Martina received a $1200 bonus. She decided to invest it in a 3-year certificate of deposit (CD) with an annual interest rate of 1.34% compounded daily

Break Down the Problem

1. Identify the principal amount (P), which is the initial investment: $1200.
2. Determine the annual interest rate (r): 1.34% (or 0.0134 as a decimal).
3. Determine the number of years (t): 3 years.
4. Identify the compounding frequency.
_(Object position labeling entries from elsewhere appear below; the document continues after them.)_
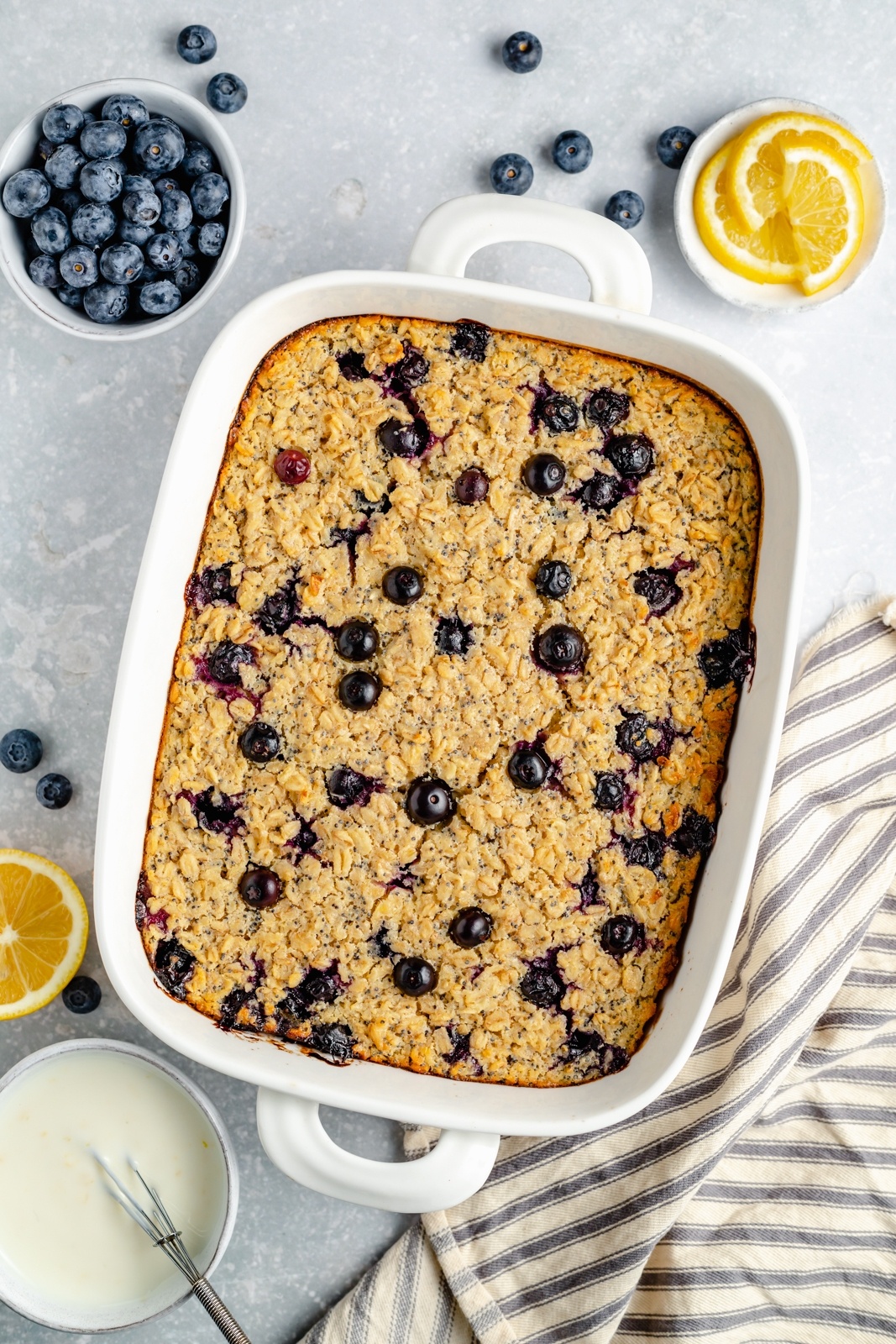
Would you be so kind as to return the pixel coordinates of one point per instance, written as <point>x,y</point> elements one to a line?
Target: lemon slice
<point>43,932</point>
<point>826,214</point>
<point>768,255</point>
<point>757,165</point>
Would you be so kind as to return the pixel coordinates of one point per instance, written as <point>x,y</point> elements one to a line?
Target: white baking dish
<point>293,1084</point>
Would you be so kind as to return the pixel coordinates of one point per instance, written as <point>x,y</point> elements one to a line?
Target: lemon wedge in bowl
<point>43,932</point>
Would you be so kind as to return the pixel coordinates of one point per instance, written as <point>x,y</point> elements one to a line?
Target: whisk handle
<point>233,1332</point>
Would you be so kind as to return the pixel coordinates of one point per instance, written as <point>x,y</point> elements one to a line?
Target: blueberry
<point>403,585</point>
<point>211,239</point>
<point>573,151</point>
<point>26,192</point>
<point>470,927</point>
<point>530,766</point>
<point>604,407</point>
<point>121,264</point>
<point>472,486</point>
<point>196,44</point>
<point>78,268</point>
<point>93,223</point>
<point>100,181</point>
<point>82,995</point>
<point>53,792</point>
<point>62,123</point>
<point>414,976</point>
<point>45,272</point>
<point>553,580</point>
<point>358,640</point>
<point>359,690</point>
<point>103,139</point>
<point>159,145</point>
<point>673,144</point>
<point>560,649</point>
<point>544,474</point>
<point>511,175</point>
<point>63,167</point>
<point>125,109</point>
<point>107,302</point>
<point>625,208</point>
<point>141,207</point>
<point>398,438</point>
<point>259,887</point>
<point>631,454</point>
<point>429,801</point>
<point>226,93</point>
<point>197,159</point>
<point>521,53</point>
<point>20,750</point>
<point>609,790</point>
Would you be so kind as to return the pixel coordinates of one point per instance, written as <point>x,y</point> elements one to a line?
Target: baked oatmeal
<point>448,721</point>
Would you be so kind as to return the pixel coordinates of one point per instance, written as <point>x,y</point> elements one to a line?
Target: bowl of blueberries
<point>123,208</point>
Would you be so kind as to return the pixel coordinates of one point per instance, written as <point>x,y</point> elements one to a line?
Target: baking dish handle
<point>616,265</point>
<point>296,1142</point>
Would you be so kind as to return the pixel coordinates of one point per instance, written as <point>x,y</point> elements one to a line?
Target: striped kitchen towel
<point>755,1200</point>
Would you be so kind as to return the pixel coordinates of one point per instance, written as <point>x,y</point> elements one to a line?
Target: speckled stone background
<point>360,118</point>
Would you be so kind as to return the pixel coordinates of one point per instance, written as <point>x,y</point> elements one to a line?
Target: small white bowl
<point>196,121</point>
<point>725,282</point>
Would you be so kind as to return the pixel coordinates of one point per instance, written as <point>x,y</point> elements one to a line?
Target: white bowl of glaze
<point>196,123</point>
<point>38,1305</point>
<point>750,293</point>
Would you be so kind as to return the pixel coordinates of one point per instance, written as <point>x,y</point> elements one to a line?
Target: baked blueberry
<point>293,467</point>
<point>20,750</point>
<point>553,580</point>
<point>403,585</point>
<point>560,649</point>
<point>573,151</point>
<point>470,927</point>
<point>544,474</point>
<point>259,887</point>
<point>429,801</point>
<point>521,53</point>
<point>511,175</point>
<point>414,976</point>
<point>673,145</point>
<point>82,995</point>
<point>631,454</point>
<point>359,690</point>
<point>54,792</point>
<point>472,486</point>
<point>259,743</point>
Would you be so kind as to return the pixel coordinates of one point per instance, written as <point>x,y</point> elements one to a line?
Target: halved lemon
<point>43,932</point>
<point>768,255</point>
<point>757,165</point>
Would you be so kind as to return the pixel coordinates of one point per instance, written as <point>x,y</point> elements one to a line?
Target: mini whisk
<point>156,1223</point>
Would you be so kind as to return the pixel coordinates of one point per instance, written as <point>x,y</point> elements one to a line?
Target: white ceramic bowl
<point>196,121</point>
<point>748,293</point>
<point>35,1305</point>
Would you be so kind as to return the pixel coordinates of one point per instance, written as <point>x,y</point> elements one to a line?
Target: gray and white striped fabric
<point>755,1200</point>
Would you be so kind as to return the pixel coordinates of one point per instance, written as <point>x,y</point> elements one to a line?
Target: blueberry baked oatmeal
<point>448,721</point>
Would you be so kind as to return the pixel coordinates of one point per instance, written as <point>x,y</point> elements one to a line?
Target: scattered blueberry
<point>20,750</point>
<point>429,801</point>
<point>573,151</point>
<point>26,192</point>
<point>511,175</point>
<point>53,792</point>
<point>625,208</point>
<point>521,53</point>
<point>196,44</point>
<point>673,145</point>
<point>226,93</point>
<point>414,976</point>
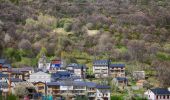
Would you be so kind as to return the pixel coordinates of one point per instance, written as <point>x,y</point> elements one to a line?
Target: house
<point>4,87</point>
<point>40,87</point>
<point>40,77</point>
<point>55,66</point>
<point>120,82</point>
<point>100,68</point>
<point>71,89</point>
<point>158,94</point>
<point>139,75</point>
<point>22,73</point>
<point>4,66</point>
<point>102,92</point>
<point>140,83</point>
<point>117,70</point>
<point>29,86</point>
<point>17,74</point>
<point>43,63</point>
<point>77,69</point>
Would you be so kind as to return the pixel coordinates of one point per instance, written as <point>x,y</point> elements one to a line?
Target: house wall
<point>150,95</point>
<point>66,87</point>
<point>100,71</point>
<point>40,78</point>
<point>78,72</point>
<point>102,93</point>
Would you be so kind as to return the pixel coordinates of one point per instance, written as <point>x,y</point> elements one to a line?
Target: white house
<point>139,75</point>
<point>102,92</point>
<point>101,68</point>
<point>158,94</point>
<point>40,77</point>
<point>43,63</point>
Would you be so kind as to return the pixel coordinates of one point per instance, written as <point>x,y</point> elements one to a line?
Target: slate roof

Since it's compounded daily, we have: n = 365 days/year.

Relevant Concepts

The formula for compound interest is given by: $A = P \left(1 + \frac{r}{n}\right)^{nt}$ Where:

• $A$ = the amount of money accumulated after n years, including interest.
• $P$ = the principal amount (the initial amount of money).
• $r$ = the annual interest rate (decimal).
• $n$ = the number of times that interest is compounded per year.
• $t$ = the number of years.

Analysis and Detail

1. Substituting the known values:

   • $P = 1200$
   • $r = 0.0134$
   • $n = 365$
   • $t = 3$

   Plug these values into the compound interest formula: $A = 1200 \left(1 + \frac{0.0134}{365}\right)^{365 \cdot 3}$

2. Calculating the values in the formula:

   • Calculate $\frac{0.0134}{365}$: $\frac{0.0134}{365} \approx 0.000036707$
   • Now, calculate $n \cdot t = 365 \cdot 3 = 1095$.
   • Substitute back into the formula: $A \approx 1200 \left(1 + 0.000036707\right)^{1095}$

3. Calculate $A$:

   • First find $1 + 0.000036707$: $1 + 0.000036707 \approx 1.000036707$
   • Now raise this to the power of 1095: $(1.000036707)^{1095} \approx 1.041379$
   • Then multiply by the principal: $A \approx 1200 \times 1.041379 \approx 1249.65$

Verify and Summarize

1. Final amount after compounding is approximately $A = 1249.65$.
2. This means that after 3 years, Martina's investment will grow from $1200 to approximately$1249.65.

Final Answer

The amount accumulated after 3 years will be approximately $1249.65.